Tobacco has harmed the entire digestive system. Two of the most common diseases caused by smoking are heartburn and acid reflux, which is a condition that people with IBS are more likely to suffer from.

Tobacco weakens the sphincter in the esophagus, thus allowing stomach acid to flow into the esophagus. Tobacco is also known to increase your chances of developing peptic ulcers and chemicals in tobacco also prevent the healing of ulcers and make patients more likely to develop additional ulcers later in life. The actual increase is unknown, but it is estimated to be 10 times as high.

Doctors also believe that there is a link between the development of Crohn's disease and the possible development of gallstones in tobacco users.

The addictive and toxic part of tobacco, nicotine, can cause many health problems. Increased weakness in the esophagus sphincter, increased acid production in the stomach and decreased pancreatic pancreatic sodium bicarbonate, neutralized stomach acid. But nicotine is not the only problem with tobacco.

There are more than 400 toxins and at least 43 known carcinogens in tobacco, all of which will hit someone with IBS harder than they will hit a healthy person. The most common side effects of smoking are increased air intake, which can cause bloating and bloating.

And of course, the most common outcome in long-term smoking or chewing tobacco is the development of cancer, including cancers of the gastrointestinal tract, such as colon, bladder, pancreas, kidney and stomach cancer.

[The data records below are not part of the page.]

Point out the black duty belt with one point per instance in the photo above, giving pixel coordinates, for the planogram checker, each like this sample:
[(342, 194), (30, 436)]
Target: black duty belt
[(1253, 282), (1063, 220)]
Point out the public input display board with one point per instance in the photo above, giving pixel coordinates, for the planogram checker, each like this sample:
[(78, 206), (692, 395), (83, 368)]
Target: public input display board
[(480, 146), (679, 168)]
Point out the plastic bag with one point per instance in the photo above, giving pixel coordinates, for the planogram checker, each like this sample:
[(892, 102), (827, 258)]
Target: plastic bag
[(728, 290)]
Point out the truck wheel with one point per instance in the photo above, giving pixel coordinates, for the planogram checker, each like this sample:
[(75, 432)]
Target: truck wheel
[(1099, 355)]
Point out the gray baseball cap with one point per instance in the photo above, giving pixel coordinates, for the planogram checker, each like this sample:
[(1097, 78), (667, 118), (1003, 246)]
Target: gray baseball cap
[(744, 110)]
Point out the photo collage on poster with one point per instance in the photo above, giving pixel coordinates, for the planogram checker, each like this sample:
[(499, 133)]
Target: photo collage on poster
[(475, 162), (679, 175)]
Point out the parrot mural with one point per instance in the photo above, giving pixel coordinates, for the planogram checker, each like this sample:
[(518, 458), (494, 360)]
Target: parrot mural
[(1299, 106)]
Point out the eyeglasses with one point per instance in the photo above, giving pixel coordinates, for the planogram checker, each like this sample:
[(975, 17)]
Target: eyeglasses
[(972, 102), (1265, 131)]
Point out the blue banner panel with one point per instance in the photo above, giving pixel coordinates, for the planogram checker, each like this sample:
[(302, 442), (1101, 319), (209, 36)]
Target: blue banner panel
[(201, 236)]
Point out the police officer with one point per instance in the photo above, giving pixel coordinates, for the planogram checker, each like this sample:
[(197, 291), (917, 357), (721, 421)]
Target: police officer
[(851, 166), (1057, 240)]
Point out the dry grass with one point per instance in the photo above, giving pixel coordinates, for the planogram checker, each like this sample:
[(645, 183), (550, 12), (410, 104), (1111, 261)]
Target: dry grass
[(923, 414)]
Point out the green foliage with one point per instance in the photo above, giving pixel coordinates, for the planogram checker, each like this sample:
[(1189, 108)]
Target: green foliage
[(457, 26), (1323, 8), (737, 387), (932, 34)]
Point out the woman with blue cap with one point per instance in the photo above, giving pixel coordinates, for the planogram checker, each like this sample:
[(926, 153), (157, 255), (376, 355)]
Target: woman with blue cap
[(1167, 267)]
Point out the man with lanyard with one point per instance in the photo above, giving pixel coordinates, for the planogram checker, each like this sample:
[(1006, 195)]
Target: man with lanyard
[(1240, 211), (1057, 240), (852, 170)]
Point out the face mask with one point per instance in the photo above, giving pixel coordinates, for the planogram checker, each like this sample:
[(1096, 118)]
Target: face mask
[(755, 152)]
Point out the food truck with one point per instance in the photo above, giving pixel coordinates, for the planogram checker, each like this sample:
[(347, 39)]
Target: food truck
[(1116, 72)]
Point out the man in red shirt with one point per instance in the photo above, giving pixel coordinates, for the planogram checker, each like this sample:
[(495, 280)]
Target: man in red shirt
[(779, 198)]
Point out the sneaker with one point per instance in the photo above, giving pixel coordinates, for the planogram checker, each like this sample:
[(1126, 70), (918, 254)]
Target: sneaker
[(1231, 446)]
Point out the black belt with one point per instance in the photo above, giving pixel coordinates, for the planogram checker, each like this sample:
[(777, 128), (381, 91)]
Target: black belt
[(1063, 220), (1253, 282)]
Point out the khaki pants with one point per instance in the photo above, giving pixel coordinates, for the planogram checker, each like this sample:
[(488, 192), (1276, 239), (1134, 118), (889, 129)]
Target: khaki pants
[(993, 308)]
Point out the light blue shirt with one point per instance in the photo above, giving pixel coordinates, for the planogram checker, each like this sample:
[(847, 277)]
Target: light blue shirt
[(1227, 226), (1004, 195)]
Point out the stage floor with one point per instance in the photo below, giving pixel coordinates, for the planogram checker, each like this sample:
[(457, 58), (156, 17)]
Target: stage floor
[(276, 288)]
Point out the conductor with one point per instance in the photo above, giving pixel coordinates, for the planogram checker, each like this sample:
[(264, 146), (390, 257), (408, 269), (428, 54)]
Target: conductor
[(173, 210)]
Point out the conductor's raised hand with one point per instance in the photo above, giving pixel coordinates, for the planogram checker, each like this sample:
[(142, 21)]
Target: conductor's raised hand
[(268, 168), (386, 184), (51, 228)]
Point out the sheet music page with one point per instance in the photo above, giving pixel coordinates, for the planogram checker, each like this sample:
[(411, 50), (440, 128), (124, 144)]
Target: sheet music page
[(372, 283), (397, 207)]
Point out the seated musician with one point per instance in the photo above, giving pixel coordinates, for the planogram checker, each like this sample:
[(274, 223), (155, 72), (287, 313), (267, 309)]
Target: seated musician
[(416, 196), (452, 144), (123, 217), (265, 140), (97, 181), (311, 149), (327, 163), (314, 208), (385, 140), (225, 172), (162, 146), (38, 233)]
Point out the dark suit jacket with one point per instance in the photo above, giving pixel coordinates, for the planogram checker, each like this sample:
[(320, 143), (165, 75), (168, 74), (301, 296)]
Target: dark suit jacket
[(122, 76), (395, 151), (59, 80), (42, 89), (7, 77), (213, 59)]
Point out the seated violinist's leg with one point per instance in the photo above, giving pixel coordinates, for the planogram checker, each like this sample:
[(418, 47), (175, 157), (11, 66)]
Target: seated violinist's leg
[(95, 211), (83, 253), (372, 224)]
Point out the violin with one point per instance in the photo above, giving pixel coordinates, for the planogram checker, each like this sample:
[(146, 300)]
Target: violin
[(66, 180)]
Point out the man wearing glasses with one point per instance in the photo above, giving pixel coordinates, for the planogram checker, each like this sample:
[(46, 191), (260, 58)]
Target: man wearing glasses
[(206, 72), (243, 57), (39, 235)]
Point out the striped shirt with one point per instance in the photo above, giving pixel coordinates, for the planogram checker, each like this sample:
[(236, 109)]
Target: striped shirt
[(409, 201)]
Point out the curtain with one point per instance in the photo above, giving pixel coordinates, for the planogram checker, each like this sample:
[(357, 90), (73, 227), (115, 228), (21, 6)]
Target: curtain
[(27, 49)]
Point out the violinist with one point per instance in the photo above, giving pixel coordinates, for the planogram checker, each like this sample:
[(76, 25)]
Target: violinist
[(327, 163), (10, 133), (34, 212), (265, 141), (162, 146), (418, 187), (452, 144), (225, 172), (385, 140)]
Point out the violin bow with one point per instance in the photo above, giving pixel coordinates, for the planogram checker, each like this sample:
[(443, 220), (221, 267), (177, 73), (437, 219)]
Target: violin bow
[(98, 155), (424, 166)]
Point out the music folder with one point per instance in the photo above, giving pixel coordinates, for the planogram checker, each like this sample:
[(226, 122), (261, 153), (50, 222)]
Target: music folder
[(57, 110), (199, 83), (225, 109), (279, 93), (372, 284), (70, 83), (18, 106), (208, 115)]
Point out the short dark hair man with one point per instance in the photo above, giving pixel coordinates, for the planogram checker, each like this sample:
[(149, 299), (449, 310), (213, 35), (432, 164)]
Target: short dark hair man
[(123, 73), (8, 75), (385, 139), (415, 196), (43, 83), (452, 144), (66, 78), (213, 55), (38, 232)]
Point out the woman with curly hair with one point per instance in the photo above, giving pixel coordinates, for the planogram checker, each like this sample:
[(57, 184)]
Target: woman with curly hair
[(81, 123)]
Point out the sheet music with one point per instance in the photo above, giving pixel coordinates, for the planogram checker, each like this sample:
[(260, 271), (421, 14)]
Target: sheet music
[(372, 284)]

It is not known if IBS sufferers are at high risk for developing gastric cancer, but additional irritation and stimulation to the body are unlikely to benefit IBS patients.

Tobacco irritates the intestinal tract, which can cause diarrhea, intestinal cramps, pain, bloating and gas in IBS patients. Nicotine has been reported to increase stomach frequency in IBS.

Tobacco use also lowers digestive efficiency and can also slow down their metabolism with IBS. This can change bowel movements, which is already a major problem for people with IBS, and causes bloating. The withdrawal from nicotine can cause both constipation and diarrhea, again, is already a major problem for people with IBS.

So for people with IBS, sometimes just a little bit of stimulation for the digestive tract can be too much. The effects of tobacco use are overall negative for ordinary people and can be dramatic for those with IBS. There is no known cure for IBS and treatment options are not widely accepted, even by experts. But one treatment that everyone can agree on is to reduce or eliminate tobacco use, even if you don't have IBS!